A bar tribunal was right to ban a solicitor turned barrister who failed to disclose he was under investigation by the SRA, the High Court has ruled.
Zeeshan Mian was found to have acted dishonestly and was disbarred last year after keeping quiet about the SRA action while he successfully applied for admission to the bar.
Mian admitted professional misconduct but argued that his actions were careless rather than dishonest, and he appealed the finding and sanction in the High Court last month.
In Mian v Bar Standards Board, Mrs Justice Thornton DBE upheld the decision of the Council of the Inns of Court, finding no exceptional reasons to justify anything other than disbarment.
The court heard that Mian was admitted as a solicitor in 2007 and became director of London firm Denning Solicitors.In December 2015, the SRA told him it was starting a formal investigation over an allegation his firm employed a disqualified barrister.
Two months later, Mian applied for admission to the bar as a solicitor, adding with it a certificate of good standing issued by the SRA issued before formal proceedings began. He signed declarations to be admitted to Lincoln’s Inn stating he was not aware of any matter which might call into question his fitness to be a barrister, and further undertaking to flag up if there were any disciplinary proceedings pending against him.

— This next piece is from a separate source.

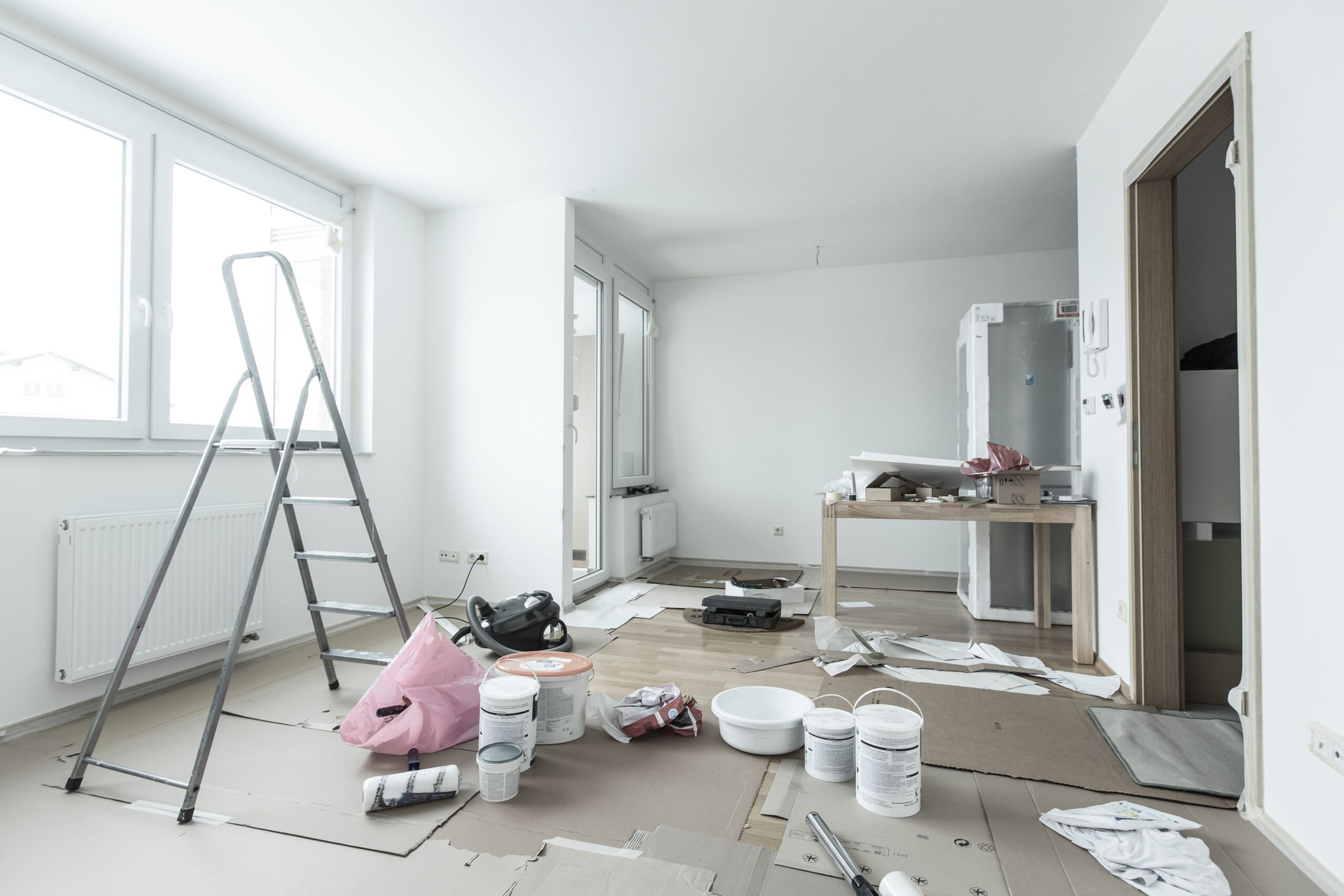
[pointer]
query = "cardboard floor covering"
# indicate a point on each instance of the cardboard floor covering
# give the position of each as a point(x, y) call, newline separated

He was called to the bar in November 2016 and practised as an employed barrister. In 2019 he was fined by the SDT.
The bar tribunal found it must have been obvious to Mian he should have declared the ongoing SRA proceedings, and concluded he ‘knew perfectly well about these matters and made a conscious decision to withhold them’. The tribunal’s panel decided by three to two in favour of disbarment, the majority deciding that there were not enough mitigating factors.
On appeal, Mian told the court that when the SRA imposed conditions on his practising certificate in September 2016 he did not consider it relevant. He had believed the SRA had instigated an internal administration investigation, not a ‘proceeding’, so this did not need to be disclosed.
The judge said the tribunal had provided sufficient reasons for finding Mian made a conscious decision to without details about SRA matters.
He had 10 years' experience as a solicitor, he was aware of what the SRA was investigating and any depression he was experiencing at the time did not mean he was unable to make relevant judgements.
The judge added: ‘These findings were arrived at after hearing evidence from the appellant and they are not, in my view, an assessment that the court should interfere with lightly.’